Arbeitsrecht: Erschütterung des Beweiswerts einer Arbeitsunfähigkeitsbescheinigung

Kündigen Arbeitnehmer ihr Arbeitsverhältnis und werden sie am Tag der Kündigung arbeitsunfähig krankgeschrieben, kann dies nach einem Urteil des Bundesarbeitsgerichts vom 8. September 2021 den Beweiswert der Arbeitsunfähigkeitsbescheinigung insbesondere dann erschüttern, wenn die bescheinigte Arbeitsunfähigkeit passgenau die Dauer der Kündigungsfrist umfasst.

Im verhandelten Fall (Aktenzeichen 5 AZR 149/21, Pressemitteilung) war die Klägerin war bei der Beklagten seit Ende August 2018 als kaufmännische Angestellte beschäftigt. Am 8. Februar 2019 kündigte sie das Arbeitsverhältnis zum 22. Februar 2019 und legte der beklagten Arbeitgeberin eine auf den 8. Februar 2019 datierte, als Erstbescheinigung gekennzeichnete Arbeitsunfähigkeitsbescheinigung vor.

Die Beklagte verweigerte die Entgeltfortzahlung. Der Beweiswert der Arbeitsunfähigkeitsbescheinigung sei erschüttert, weil diese genau die Restlaufzeit des Arbeitsverhältnisses nach der Eigenkündigung der Klägerin abdecke.
Die Klägerin hat demgegenüber geltend gemacht, sie sei ordnungsgemäß krankgeschrieben gewesen und habe vor einem Burn-Out gestanden.
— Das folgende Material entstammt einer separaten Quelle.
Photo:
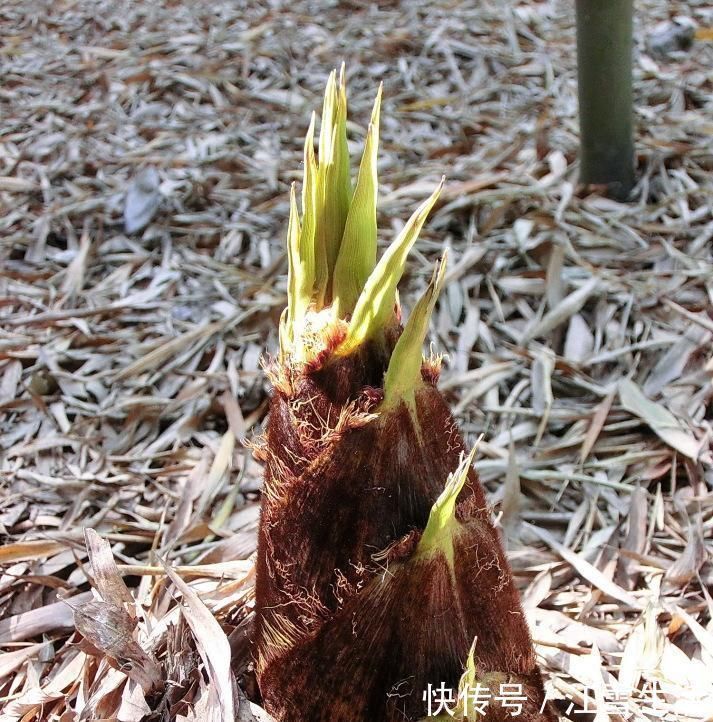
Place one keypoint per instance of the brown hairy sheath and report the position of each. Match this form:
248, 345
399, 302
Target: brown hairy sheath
352, 623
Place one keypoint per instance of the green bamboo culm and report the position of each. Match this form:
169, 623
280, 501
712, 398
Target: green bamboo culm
604, 62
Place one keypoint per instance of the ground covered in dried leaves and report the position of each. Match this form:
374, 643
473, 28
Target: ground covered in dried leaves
146, 151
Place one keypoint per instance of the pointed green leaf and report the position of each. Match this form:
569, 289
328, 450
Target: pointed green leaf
442, 523
307, 256
403, 375
357, 254
300, 275
376, 302
334, 185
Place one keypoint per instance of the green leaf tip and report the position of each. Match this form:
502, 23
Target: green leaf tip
333, 182
357, 254
403, 375
332, 248
442, 523
376, 302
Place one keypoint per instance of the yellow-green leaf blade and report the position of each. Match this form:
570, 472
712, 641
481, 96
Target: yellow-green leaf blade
442, 523
357, 253
376, 302
403, 375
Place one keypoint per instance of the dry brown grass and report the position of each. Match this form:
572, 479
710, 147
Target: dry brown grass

Die Vorinstanzen haben der auf Entgeltfortzahlung für die Zeit vom 8. bis zum 22. Februar 2019 gerichteten Zahlungsklage stattgegeben.
Die Revision der Beklagten hatte Erfolg. Die Klägerin hat die von ihr behauptete Arbeitsunfähigkeit im Streitzeitraum zunächst mit einer Arbeitsunfähigkeitsbescheinigung nachgewiesen. Diese ist das gesetzlich vorgesehene Beweismittel.

Dessen Beweiswert können Arbeitgeber jedoch erschüttern, wenn sie tatsächliche Umstände darlegen und ggf. beweisen, die Anlass zu ernsthaften Zweifeln an der Arbeitsunfähigkeit geben. Gelingt das den Arbeitgebern, müssen die Arbeitnehmer substantiiert darlegen und beweisen, dass sie arbeitsunfähig waren. Der Beweis kann insbesondere durch Vernehmung der behandelnden Ärzte nach entsprechender Befreiung von der Schweigepflicht erfolgen.

Nach diesen Grundsätzen hat die Beklagte den Beweiswert der Arbeitsunfähigkeitsbescheinigung erschüttert. Das Zusammenfallen der Kündigung vom 8. Februar 2019 zum 22. Februar 2019 und der am 8. Februar 2019 bis zum 22. Februar 2019 bescheinigten Arbeitsunfähigkeit begründet einen ernsthaften Zweifel an der bescheinigten Arbeitsunfähigkeit.

Die Klägerin ist im Prozess ihrer Darlegungslast zum Bestehen einer Arbeitsunfähigkeit – auch nach Hinweis des Senats – nicht hinreichend konkret nachgekommen. Die Klage war daher abzuweisen.